The material pressure behind Jace's proposal is real. Vermithor and Silverwing sit at Dragonstone without riders, representing power the Blacks cannot use. The death of Rhaenys and Meleys at Rook's Rest converts Jace's contingency into a battlefield requirement. Rhaenyra's council names Vhagar as the dominant threat. The unclaimed dragons are the only available answer, if riders can be found. Desperation is the condition. The recruitment plan is the response.
But Jace extends the search beyond legitimate noble descendants to include bastards of Targaryen blood. Anyone carrying enough Valyrian heritage to attempt a bond qualifies. Rhaenyra herself has admitted to her council that she was never trained for war and that her advisors speak around her rather than to her. That vulnerability makes her receptive to unconventional solutions. It also makes her susceptible to accepting a plan without fully accounting for what it concedes.
The Dragonstone records, if consulted, will not just identify riders. They will produce a list of people whose claim to Targaryen identity is thinner than Rhaenyra's claim to the throne is legitimate, and the Blacks will seat them on dragons anyway. That is the contradiction. The entire justification for Rhaenyra's cause rests on the sanctity of blood and the binding weight of Viserys's succession. The Greens are wrong not because they are strong but because they are illegitimate. The moment the Blacks invite anyone with a trace of diluted blood to bond a dragon out of desperation, they have conceded that legitimacy is conditional and that blood quantum is negotiable when the war demands it. The faction fighting to preserve dynastic logic will have suspended it to survive. What the records at Dragonstone may ultimately expose is not a roster of potential riders. It is the point at which Rhaenyra's cause became indistinguishable, in its reasoning, from the usurpation she is fighting against.
Is this theory convincing?
Key Evidence
Jace's Proposal Using Family Records
Jacaerys suggests identifying potential dragonrider candidates by consulting Dragonstone's family records to find Targaryens who married into other noble houses and whose Valyrian blood, however diluted, might still allow dragon bonding.
Unclaimed Dragons Sitting Idle
Vermithor and Silverwing remain at Dragonstone without riders, representing military potential the Blacks cannot use until suitable candidates are found, which is the direct material problem driving the recruitment plan.
Meleys's Death Forcing Desperation
The death of Rhaenys and Meleys at Rook's Rest narrows the Blacks' dragon advantage and makes Jace's proposal to recruit from outside the core Targaryen line a military necessity rather than an option.
Blood Thinned But Not Gone
Jace explicitly frames the plan around descendants 'born with other names' whose Targaryen blood would be thin but potentially sufficient for dragon bonding, acknowledging the risk while arguing the need outweighs it.

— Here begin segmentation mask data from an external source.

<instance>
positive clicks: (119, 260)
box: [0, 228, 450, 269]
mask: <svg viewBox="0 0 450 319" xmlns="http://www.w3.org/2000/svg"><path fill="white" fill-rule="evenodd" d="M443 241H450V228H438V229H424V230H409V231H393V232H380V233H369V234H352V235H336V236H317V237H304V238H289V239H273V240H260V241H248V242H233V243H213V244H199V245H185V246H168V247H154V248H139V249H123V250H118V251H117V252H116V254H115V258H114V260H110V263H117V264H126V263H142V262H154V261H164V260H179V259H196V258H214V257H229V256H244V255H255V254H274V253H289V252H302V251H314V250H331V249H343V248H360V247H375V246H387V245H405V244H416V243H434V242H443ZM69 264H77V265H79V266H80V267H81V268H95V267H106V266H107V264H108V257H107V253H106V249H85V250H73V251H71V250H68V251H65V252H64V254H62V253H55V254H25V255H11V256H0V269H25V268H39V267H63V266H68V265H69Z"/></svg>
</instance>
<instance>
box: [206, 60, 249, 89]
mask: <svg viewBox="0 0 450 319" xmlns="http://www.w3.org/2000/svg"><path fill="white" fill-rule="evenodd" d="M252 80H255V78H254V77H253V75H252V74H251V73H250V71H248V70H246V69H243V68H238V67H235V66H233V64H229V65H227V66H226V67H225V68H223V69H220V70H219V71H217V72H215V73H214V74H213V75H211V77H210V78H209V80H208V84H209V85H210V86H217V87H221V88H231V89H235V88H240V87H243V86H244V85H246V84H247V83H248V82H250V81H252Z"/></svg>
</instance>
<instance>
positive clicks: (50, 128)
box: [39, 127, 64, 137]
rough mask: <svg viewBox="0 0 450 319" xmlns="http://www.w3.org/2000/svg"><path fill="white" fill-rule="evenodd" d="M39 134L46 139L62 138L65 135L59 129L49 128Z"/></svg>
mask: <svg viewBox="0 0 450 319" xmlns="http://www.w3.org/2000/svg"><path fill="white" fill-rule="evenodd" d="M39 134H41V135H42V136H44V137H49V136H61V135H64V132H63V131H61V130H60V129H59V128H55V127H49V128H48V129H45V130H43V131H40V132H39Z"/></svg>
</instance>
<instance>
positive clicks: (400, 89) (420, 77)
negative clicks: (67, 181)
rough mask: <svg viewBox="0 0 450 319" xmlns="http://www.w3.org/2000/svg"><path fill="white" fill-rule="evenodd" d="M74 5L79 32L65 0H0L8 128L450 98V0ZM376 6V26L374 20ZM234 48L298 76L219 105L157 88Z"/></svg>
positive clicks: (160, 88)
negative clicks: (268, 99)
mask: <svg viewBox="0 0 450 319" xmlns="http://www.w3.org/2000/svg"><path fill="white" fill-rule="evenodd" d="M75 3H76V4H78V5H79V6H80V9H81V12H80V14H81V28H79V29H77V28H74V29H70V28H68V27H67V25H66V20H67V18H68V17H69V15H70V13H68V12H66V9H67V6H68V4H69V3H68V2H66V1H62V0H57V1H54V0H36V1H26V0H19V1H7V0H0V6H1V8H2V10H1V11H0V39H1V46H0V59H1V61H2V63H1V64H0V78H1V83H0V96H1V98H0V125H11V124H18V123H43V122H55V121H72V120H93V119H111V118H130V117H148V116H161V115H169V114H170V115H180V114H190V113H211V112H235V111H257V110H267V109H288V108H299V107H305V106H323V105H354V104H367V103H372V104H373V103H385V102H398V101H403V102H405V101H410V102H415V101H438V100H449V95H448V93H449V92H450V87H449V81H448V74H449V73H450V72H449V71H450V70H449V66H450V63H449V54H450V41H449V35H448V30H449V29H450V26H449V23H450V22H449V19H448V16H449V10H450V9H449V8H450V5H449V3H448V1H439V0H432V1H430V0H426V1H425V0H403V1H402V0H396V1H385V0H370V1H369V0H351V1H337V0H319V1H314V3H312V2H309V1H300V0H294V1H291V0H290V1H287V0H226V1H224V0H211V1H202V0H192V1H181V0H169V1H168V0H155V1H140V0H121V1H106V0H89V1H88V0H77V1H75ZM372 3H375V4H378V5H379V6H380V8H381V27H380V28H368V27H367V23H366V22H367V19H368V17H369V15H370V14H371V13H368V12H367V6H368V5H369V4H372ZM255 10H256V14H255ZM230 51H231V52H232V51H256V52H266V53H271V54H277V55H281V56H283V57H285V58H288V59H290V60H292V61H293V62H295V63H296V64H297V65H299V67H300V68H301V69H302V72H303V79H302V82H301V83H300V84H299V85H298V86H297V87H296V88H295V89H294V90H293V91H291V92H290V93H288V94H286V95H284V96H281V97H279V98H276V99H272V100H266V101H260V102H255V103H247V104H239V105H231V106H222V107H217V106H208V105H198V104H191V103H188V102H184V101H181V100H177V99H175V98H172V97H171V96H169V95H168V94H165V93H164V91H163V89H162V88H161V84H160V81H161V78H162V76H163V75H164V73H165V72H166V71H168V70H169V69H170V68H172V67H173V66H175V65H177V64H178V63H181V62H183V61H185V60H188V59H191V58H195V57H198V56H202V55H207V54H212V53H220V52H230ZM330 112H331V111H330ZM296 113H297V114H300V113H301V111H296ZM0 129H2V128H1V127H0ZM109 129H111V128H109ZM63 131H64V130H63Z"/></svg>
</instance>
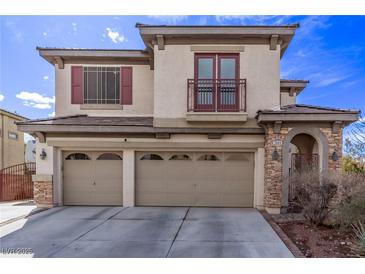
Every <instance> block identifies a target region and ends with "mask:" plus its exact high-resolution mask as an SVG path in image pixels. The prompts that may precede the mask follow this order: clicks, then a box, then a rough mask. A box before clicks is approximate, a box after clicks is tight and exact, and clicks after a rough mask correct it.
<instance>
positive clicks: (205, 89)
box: [18, 24, 359, 213]
mask: <svg viewBox="0 0 365 274" xmlns="http://www.w3.org/2000/svg"><path fill="white" fill-rule="evenodd" d="M136 27H137V28H138V30H139V32H140V34H141V37H142V39H143V42H144V44H145V45H146V49H145V50H100V49H97V50H93V49H61V48H38V50H39V53H40V55H41V56H42V57H43V58H44V59H46V60H47V61H48V62H50V63H51V64H53V65H54V66H55V71H56V117H55V118H50V119H44V120H43V119H40V120H33V121H25V122H21V123H18V128H19V129H20V130H22V131H25V132H29V133H31V134H32V135H33V136H37V140H38V141H37V159H36V161H37V175H35V176H34V181H35V200H36V201H37V203H38V204H39V205H41V206H54V205H123V206H215V207H255V208H265V209H266V210H267V211H268V212H271V213H279V212H280V210H281V209H282V208H285V206H286V205H287V203H288V197H289V181H288V179H287V178H288V174H289V172H290V170H293V169H297V168H302V167H304V166H305V165H315V166H318V167H319V168H320V169H321V170H327V169H330V170H338V169H340V158H341V151H342V128H343V127H344V126H345V125H348V124H349V123H351V122H353V121H356V120H357V119H358V115H359V112H358V111H356V110H342V109H332V108H324V107H315V106H306V105H297V104H296V96H297V95H298V94H299V93H300V92H302V90H303V89H304V88H305V87H306V85H307V83H308V82H307V81H302V80H281V79H280V59H281V57H282V56H283V54H284V53H285V50H286V49H287V47H288V45H289V43H290V41H291V39H292V38H293V35H294V33H295V30H296V29H297V28H298V25H288V26H154V25H143V24H137V25H136ZM298 65H299V66H300V64H298Z"/></svg>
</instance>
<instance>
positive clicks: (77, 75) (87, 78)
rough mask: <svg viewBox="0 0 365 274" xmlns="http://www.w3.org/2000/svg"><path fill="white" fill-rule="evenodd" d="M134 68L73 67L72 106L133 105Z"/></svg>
mask: <svg viewBox="0 0 365 274" xmlns="http://www.w3.org/2000/svg"><path fill="white" fill-rule="evenodd" d="M132 76H133V67H131V66H121V67H115V66H114V67H113V66H104V67H101V66H72V67H71V104H75V105H81V104H92V105H93V104H109V105H110V104H122V105H132V98H133V94H132V91H133V87H132V84H133V77H132Z"/></svg>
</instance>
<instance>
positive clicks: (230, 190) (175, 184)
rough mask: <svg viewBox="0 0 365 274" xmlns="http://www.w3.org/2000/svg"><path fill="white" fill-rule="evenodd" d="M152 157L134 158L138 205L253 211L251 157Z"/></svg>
mask: <svg viewBox="0 0 365 274" xmlns="http://www.w3.org/2000/svg"><path fill="white" fill-rule="evenodd" d="M148 153H151V152H148ZM152 153H155V154H158V155H159V156H161V158H163V160H160V161H153V160H150V161H146V160H143V161H142V160H141V158H140V157H143V155H144V154H147V152H139V153H138V154H137V155H138V157H136V165H137V168H136V171H137V172H136V204H137V205H155V206H159V205H160V206H164V205H165V206H166V205H167V206H217V207H218V206H224V207H228V206H230V207H235V206H237V207H252V205H253V174H254V172H253V161H254V157H253V153H222V152H152ZM150 158H151V157H150ZM156 162H158V163H156Z"/></svg>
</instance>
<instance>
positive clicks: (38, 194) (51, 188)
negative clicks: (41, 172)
mask: <svg viewBox="0 0 365 274" xmlns="http://www.w3.org/2000/svg"><path fill="white" fill-rule="evenodd" d="M34 201H35V203H36V204H37V206H38V207H53V183H52V181H34Z"/></svg>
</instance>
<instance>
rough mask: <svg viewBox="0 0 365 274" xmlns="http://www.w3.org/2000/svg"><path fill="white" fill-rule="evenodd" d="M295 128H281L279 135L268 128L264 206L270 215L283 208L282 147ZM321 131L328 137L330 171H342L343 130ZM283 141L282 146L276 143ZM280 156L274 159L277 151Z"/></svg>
mask: <svg viewBox="0 0 365 274" xmlns="http://www.w3.org/2000/svg"><path fill="white" fill-rule="evenodd" d="M292 129H293V128H288V127H281V129H280V132H279V133H275V132H274V129H273V127H270V126H268V127H267V128H266V135H265V188H264V193H265V196H264V197H265V198H264V204H265V208H266V210H267V211H269V212H270V213H279V211H280V208H281V207H282V200H283V199H282V198H283V153H282V145H283V143H284V139H285V136H286V135H287V134H288V133H289V132H290V131H291V130H292ZM320 131H321V132H322V133H323V134H324V135H325V136H326V138H327V141H328V147H329V151H328V155H327V157H328V167H327V169H328V170H334V171H340V170H341V157H342V129H340V130H339V131H338V132H337V133H333V132H332V128H320ZM277 141H281V144H274V142H277ZM275 149H276V151H277V152H278V154H279V159H278V160H273V159H272V154H273V152H274V151H275ZM334 151H336V153H337V155H338V161H333V160H332V154H333V152H334Z"/></svg>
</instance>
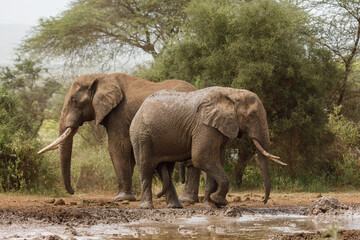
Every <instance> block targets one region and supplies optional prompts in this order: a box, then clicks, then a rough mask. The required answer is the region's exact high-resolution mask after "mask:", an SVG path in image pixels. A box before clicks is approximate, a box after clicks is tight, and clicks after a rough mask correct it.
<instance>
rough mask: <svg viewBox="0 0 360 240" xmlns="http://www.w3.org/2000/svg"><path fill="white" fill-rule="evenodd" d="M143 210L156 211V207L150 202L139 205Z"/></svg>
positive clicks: (140, 204)
mask: <svg viewBox="0 0 360 240" xmlns="http://www.w3.org/2000/svg"><path fill="white" fill-rule="evenodd" d="M139 208H141V209H154V205H153V204H152V203H150V202H141V203H140V205H139Z"/></svg>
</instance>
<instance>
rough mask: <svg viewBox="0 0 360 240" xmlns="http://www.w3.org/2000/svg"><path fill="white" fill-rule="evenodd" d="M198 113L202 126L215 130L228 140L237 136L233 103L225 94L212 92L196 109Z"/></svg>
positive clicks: (231, 99) (237, 128) (216, 91)
mask: <svg viewBox="0 0 360 240" xmlns="http://www.w3.org/2000/svg"><path fill="white" fill-rule="evenodd" d="M198 113H199V114H200V121H201V122H202V123H203V124H205V125H208V126H211V127H214V128H216V129H217V130H219V131H220V132H221V133H222V134H224V135H225V136H227V137H229V138H236V137H237V136H238V133H239V124H238V122H237V116H236V111H235V103H234V101H233V100H232V99H231V98H229V96H228V95H227V94H226V93H222V92H221V91H212V92H211V93H209V94H207V95H206V96H205V97H204V99H203V101H202V102H201V103H200V105H199V107H198Z"/></svg>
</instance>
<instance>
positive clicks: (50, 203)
mask: <svg viewBox="0 0 360 240" xmlns="http://www.w3.org/2000/svg"><path fill="white" fill-rule="evenodd" d="M54 202H55V198H50V199H46V200H45V203H50V204H53V203H54Z"/></svg>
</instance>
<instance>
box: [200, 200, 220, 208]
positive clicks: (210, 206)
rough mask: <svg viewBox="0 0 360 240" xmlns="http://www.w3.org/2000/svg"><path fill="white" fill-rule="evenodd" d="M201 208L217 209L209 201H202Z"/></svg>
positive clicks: (212, 203)
mask: <svg viewBox="0 0 360 240" xmlns="http://www.w3.org/2000/svg"><path fill="white" fill-rule="evenodd" d="M202 208H206V209H214V208H218V206H217V205H216V204H215V202H213V201H211V200H210V201H204V202H203V204H202Z"/></svg>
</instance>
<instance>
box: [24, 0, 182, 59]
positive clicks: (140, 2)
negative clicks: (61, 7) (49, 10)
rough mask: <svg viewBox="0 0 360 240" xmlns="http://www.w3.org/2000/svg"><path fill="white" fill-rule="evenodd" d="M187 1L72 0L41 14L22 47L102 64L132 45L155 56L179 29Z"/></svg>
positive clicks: (47, 53) (160, 0)
mask: <svg viewBox="0 0 360 240" xmlns="http://www.w3.org/2000/svg"><path fill="white" fill-rule="evenodd" d="M187 3H188V1H186V0H185V1H184V0H181V1H180V0H175V1H165V0H136V1H130V0H123V1H109V0H76V1H74V2H72V4H71V5H70V7H69V9H67V10H66V11H64V12H62V13H61V14H59V15H58V16H55V17H50V18H48V19H41V20H40V23H39V25H38V26H36V27H35V28H34V29H33V30H32V34H31V35H30V36H29V37H28V38H27V39H25V41H24V42H23V44H22V46H21V49H22V50H24V51H26V52H30V53H34V54H36V55H41V56H45V57H65V58H70V59H71V60H72V61H84V60H89V61H97V62H101V63H102V64H104V62H105V61H106V60H112V59H115V58H116V56H117V55H118V54H119V53H120V54H121V53H129V52H131V51H132V50H133V49H141V50H143V51H144V52H146V53H149V54H152V55H153V56H155V55H156V54H157V53H158V52H159V51H160V49H162V48H163V47H164V46H166V45H167V44H168V41H169V40H170V39H171V37H172V36H173V35H176V34H177V33H178V32H179V31H180V28H179V26H180V25H181V24H182V23H183V19H184V13H183V12H182V9H183V8H184V6H185V5H186V4H187ZM98 60H99V61H98ZM101 60H102V61H101Z"/></svg>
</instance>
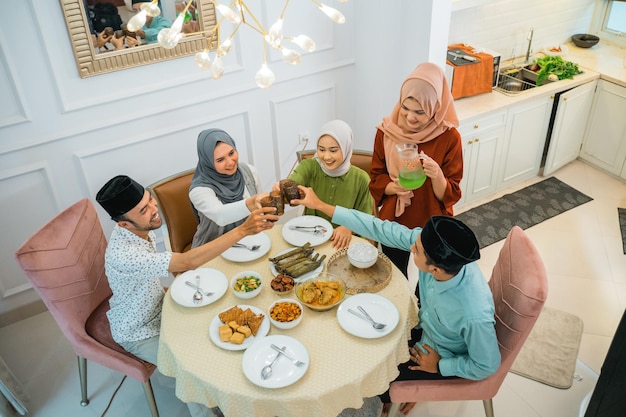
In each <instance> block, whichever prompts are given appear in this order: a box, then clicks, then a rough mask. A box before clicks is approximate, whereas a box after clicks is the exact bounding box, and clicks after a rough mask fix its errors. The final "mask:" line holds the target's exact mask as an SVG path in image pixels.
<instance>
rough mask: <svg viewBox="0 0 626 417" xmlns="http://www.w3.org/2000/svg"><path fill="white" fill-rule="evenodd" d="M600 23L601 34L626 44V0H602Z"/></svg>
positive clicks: (615, 41) (614, 39) (605, 38)
mask: <svg viewBox="0 0 626 417" xmlns="http://www.w3.org/2000/svg"><path fill="white" fill-rule="evenodd" d="M600 18H601V19H602V22H601V25H599V36H600V38H602V39H605V40H607V41H609V42H612V43H616V44H618V45H622V46H624V45H626V1H624V0H604V1H602V6H601V12H600Z"/></svg>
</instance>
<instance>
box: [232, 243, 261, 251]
mask: <svg viewBox="0 0 626 417" xmlns="http://www.w3.org/2000/svg"><path fill="white" fill-rule="evenodd" d="M260 247H261V245H252V246H248V245H244V244H243V243H235V244H234V245H233V248H245V249H248V250H250V251H253V252H254V251H255V250H259V248H260Z"/></svg>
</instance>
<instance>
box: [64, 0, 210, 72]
mask: <svg viewBox="0 0 626 417" xmlns="http://www.w3.org/2000/svg"><path fill="white" fill-rule="evenodd" d="M167 1H170V0H167ZM171 1H172V2H173V1H174V0H171ZM60 2H61V8H62V10H63V15H64V16H65V23H66V26H67V30H68V34H69V36H70V42H71V44H72V49H73V50H74V57H75V58H76V64H77V65H78V74H79V75H80V77H81V78H86V77H91V76H94V75H99V74H105V73H108V72H113V71H119V70H123V69H126V68H133V67H138V66H141V65H147V64H153V63H157V62H160V61H165V60H169V59H175V58H180V57H183V56H188V55H192V54H195V53H196V52H200V51H202V50H204V49H205V48H206V46H207V42H208V38H209V35H210V31H211V30H212V29H213V28H214V27H215V25H216V24H217V19H216V15H215V7H214V4H213V2H212V1H211V0H196V2H195V3H196V7H197V10H198V22H199V26H200V30H202V31H204V34H194V35H191V36H185V38H184V39H183V40H181V41H180V43H179V44H178V45H177V46H176V47H175V48H173V49H166V48H163V47H161V46H160V45H158V44H156V43H152V44H144V45H140V46H137V47H135V48H128V49H124V50H119V51H110V52H106V53H97V52H96V50H95V48H94V46H93V41H92V38H91V31H90V26H89V23H88V21H87V14H86V11H85V8H84V4H85V3H84V1H83V0H60ZM207 33H208V34H207ZM211 49H214V48H213V45H212V47H211Z"/></svg>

Bastards Included as Candidates
The recruitment plan extends beyond legitimate noble descendants to include potential bastards of Targaryen blood, broadening the search to anyone who might carry enough Valyrian heritage to attempt a bond.
Rhaenyra's Admission of Unpreparedness
Rhaenyra tells her council she was never trained for war and that her advisors speak around her rather than to her, establishing why she is receptive to an unconventional solution like Jace's dragonrider recruitment plan.